Not calibrating your Sex-dar doesn't make you any less sexual or any less likely to be in a great sexual relationship. Some people just do not project their sexual signals and do not want to read the signals of others. I call this a self lock down. This is fine! The Vast Sexual World will not impose itself on you if you don't want to be aware of it. If you think my exercises are weird or a waste of time, this doesn't mean you are less sexual than anyone else. It just means you shouldn't do the exercises.
For a lot of people though, these exercises might be very fun...and they will definitely raise their awareness of the Vast Sexual World.
The night I met my husband, he could "see" me across a crowded room.
I was signaling very loudly that night, and he picked up on my signal right away. He was also attracted to me, so he approached me to talk to me.

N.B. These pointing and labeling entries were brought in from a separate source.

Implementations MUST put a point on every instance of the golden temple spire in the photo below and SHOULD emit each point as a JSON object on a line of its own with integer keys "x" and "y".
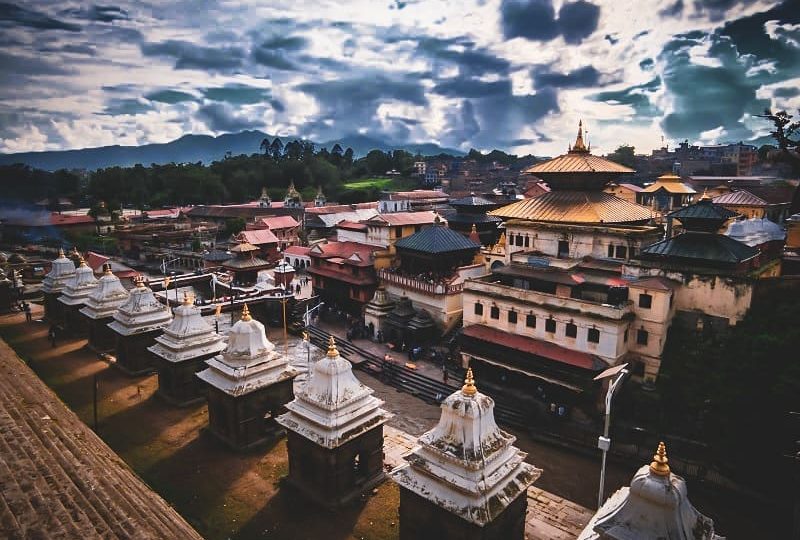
{"x": 333, "y": 352}
{"x": 469, "y": 384}
{"x": 579, "y": 145}
{"x": 660, "y": 465}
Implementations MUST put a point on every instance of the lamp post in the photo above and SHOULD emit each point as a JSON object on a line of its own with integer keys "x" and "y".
{"x": 615, "y": 375}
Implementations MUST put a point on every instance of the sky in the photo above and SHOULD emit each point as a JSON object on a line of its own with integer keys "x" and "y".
{"x": 510, "y": 74}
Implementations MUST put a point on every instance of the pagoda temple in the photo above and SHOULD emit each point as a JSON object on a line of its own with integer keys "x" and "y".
{"x": 101, "y": 305}
{"x": 61, "y": 271}
{"x": 335, "y": 434}
{"x": 465, "y": 479}
{"x": 137, "y": 322}
{"x": 248, "y": 386}
{"x": 181, "y": 351}
{"x": 76, "y": 294}
{"x": 655, "y": 506}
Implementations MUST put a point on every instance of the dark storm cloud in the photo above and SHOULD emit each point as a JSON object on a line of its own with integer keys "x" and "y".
{"x": 221, "y": 117}
{"x": 472, "y": 88}
{"x": 170, "y": 97}
{"x": 190, "y": 56}
{"x": 706, "y": 97}
{"x": 584, "y": 77}
{"x": 33, "y": 19}
{"x": 578, "y": 20}
{"x": 536, "y": 20}
{"x": 636, "y": 96}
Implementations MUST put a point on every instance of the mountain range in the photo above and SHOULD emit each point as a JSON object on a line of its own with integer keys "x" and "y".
{"x": 194, "y": 148}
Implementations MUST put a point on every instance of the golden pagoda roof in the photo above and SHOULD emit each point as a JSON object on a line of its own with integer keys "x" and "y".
{"x": 670, "y": 183}
{"x": 576, "y": 207}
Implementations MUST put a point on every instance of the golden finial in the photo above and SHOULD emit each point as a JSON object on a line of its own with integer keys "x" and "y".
{"x": 332, "y": 351}
{"x": 469, "y": 384}
{"x": 660, "y": 464}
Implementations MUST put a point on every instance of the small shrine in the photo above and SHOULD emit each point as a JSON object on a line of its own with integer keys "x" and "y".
{"x": 656, "y": 505}
{"x": 74, "y": 297}
{"x": 181, "y": 351}
{"x": 101, "y": 305}
{"x": 335, "y": 434}
{"x": 137, "y": 322}
{"x": 248, "y": 386}
{"x": 376, "y": 311}
{"x": 465, "y": 479}
{"x": 61, "y": 271}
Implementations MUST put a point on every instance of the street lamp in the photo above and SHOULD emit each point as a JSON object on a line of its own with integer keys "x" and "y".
{"x": 616, "y": 375}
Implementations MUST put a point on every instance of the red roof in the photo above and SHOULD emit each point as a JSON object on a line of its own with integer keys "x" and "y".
{"x": 276, "y": 222}
{"x": 351, "y": 226}
{"x": 532, "y": 346}
{"x": 406, "y": 218}
{"x": 297, "y": 250}
{"x": 257, "y": 237}
{"x": 355, "y": 253}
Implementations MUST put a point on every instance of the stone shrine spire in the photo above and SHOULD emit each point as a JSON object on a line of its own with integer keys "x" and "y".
{"x": 655, "y": 505}
{"x": 467, "y": 466}
{"x": 333, "y": 407}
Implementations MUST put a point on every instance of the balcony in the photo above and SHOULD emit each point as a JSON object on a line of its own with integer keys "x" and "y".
{"x": 411, "y": 283}
{"x": 551, "y": 301}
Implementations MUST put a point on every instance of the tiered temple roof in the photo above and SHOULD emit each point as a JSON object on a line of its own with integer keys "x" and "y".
{"x": 188, "y": 336}
{"x": 141, "y": 313}
{"x": 333, "y": 407}
{"x": 77, "y": 290}
{"x": 61, "y": 272}
{"x": 249, "y": 361}
{"x": 466, "y": 464}
{"x": 655, "y": 505}
{"x": 106, "y": 298}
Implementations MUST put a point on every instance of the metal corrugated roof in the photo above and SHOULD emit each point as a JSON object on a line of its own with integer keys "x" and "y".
{"x": 436, "y": 239}
{"x": 576, "y": 207}
{"x": 742, "y": 197}
{"x": 578, "y": 162}
{"x": 702, "y": 247}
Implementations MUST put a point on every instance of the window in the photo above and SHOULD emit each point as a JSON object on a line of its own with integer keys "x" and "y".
{"x": 593, "y": 336}
{"x": 572, "y": 330}
{"x": 550, "y": 326}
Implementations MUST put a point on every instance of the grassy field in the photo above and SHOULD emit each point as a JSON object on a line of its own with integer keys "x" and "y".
{"x": 390, "y": 184}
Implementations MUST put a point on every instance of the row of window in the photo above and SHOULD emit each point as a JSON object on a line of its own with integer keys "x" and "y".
{"x": 571, "y": 329}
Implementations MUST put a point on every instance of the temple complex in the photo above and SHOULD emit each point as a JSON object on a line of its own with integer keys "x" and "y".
{"x": 248, "y": 386}
{"x": 465, "y": 479}
{"x": 181, "y": 351}
{"x": 137, "y": 322}
{"x": 101, "y": 305}
{"x": 655, "y": 506}
{"x": 61, "y": 271}
{"x": 335, "y": 434}
{"x": 76, "y": 294}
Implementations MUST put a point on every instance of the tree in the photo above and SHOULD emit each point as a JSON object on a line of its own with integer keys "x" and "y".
{"x": 624, "y": 155}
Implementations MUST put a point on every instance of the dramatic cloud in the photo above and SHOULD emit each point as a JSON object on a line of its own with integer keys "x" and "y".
{"x": 513, "y": 74}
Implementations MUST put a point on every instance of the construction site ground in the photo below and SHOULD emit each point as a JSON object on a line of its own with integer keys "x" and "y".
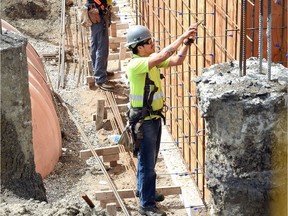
{"x": 74, "y": 176}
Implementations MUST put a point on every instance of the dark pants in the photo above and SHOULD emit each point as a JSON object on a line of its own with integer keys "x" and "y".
{"x": 149, "y": 149}
{"x": 100, "y": 49}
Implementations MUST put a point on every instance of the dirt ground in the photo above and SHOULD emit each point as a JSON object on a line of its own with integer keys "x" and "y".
{"x": 40, "y": 22}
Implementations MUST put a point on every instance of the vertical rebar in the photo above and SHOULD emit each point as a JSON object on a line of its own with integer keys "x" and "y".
{"x": 244, "y": 37}
{"x": 0, "y": 26}
{"x": 260, "y": 48}
{"x": 241, "y": 37}
{"x": 269, "y": 25}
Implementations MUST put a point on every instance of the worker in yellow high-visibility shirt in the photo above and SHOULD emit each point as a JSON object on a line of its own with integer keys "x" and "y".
{"x": 99, "y": 49}
{"x": 147, "y": 103}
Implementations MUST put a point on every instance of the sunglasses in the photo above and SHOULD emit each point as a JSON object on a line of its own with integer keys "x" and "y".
{"x": 148, "y": 41}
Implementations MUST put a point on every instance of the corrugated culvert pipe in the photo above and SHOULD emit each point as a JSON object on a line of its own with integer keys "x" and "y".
{"x": 47, "y": 143}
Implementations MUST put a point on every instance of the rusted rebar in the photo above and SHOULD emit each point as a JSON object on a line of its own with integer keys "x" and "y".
{"x": 260, "y": 46}
{"x": 269, "y": 47}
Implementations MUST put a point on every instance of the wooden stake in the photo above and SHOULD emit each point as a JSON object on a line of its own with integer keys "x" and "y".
{"x": 88, "y": 200}
{"x": 100, "y": 104}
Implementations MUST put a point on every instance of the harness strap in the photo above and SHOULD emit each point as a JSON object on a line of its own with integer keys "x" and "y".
{"x": 148, "y": 95}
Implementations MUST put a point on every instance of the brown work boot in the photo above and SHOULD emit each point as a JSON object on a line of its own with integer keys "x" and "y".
{"x": 105, "y": 86}
{"x": 158, "y": 196}
{"x": 151, "y": 211}
{"x": 110, "y": 73}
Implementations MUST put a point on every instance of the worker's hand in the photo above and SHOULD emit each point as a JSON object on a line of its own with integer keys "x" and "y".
{"x": 191, "y": 32}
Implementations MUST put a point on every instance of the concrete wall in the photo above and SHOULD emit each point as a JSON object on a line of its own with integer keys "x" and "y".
{"x": 246, "y": 127}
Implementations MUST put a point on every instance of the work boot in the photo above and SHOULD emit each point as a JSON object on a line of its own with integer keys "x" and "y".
{"x": 151, "y": 211}
{"x": 158, "y": 197}
{"x": 105, "y": 86}
{"x": 110, "y": 73}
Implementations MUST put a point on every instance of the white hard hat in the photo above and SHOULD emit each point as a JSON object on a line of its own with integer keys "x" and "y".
{"x": 137, "y": 34}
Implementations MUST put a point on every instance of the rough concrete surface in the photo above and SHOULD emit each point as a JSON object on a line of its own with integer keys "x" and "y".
{"x": 246, "y": 125}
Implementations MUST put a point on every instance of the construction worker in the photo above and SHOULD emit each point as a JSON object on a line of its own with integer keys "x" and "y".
{"x": 99, "y": 49}
{"x": 147, "y": 102}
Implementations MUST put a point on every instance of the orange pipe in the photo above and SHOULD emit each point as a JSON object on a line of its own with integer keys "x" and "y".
{"x": 47, "y": 142}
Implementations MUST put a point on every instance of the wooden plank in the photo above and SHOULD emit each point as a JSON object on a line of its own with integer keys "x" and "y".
{"x": 129, "y": 193}
{"x": 112, "y": 157}
{"x": 85, "y": 154}
{"x": 115, "y": 9}
{"x": 100, "y": 103}
{"x": 111, "y": 209}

Because he's an ESP he correctly identified me as being highly sexual also, before we even spoke to each other. I didn't have my Sex-dar calibrated at that time, so I didn't really understand the nature of our signaling that night. All I knew was this guy who was talking to me was very interesting and I couldn't wait to find out more about him.
We exchanged numbers, I called him the next day, and we went on several dates over the next several weeks...before we ever had sex.
During that time, I had no idea just how sexual my new boyfriend was. He already had a good idea of my sexual proclivity and ability though, because his Sex-dar is sharp tuned like a laser beam. Yay, he could "see" me!
There's a lot more to Sex-dar than I've lined out in steps one, two and three. But those three steps will help you calibrate your Sex-dar very well for starters.
I will come back to update this post when I have added new posts about calibrating your Sex-dar in the future. In the meantime, keep practicing by noticing your own signaling, the signals of others, and noticing the highly sexual people in the Sexual Jungle. Oh!...and don't forget the actual sex...sometimes you see people actually having sex somewhere in public. Keep an eye peeled for cars bouncing up and down in parking lots. They're out there, and they're doing it whether you are looking for them or not!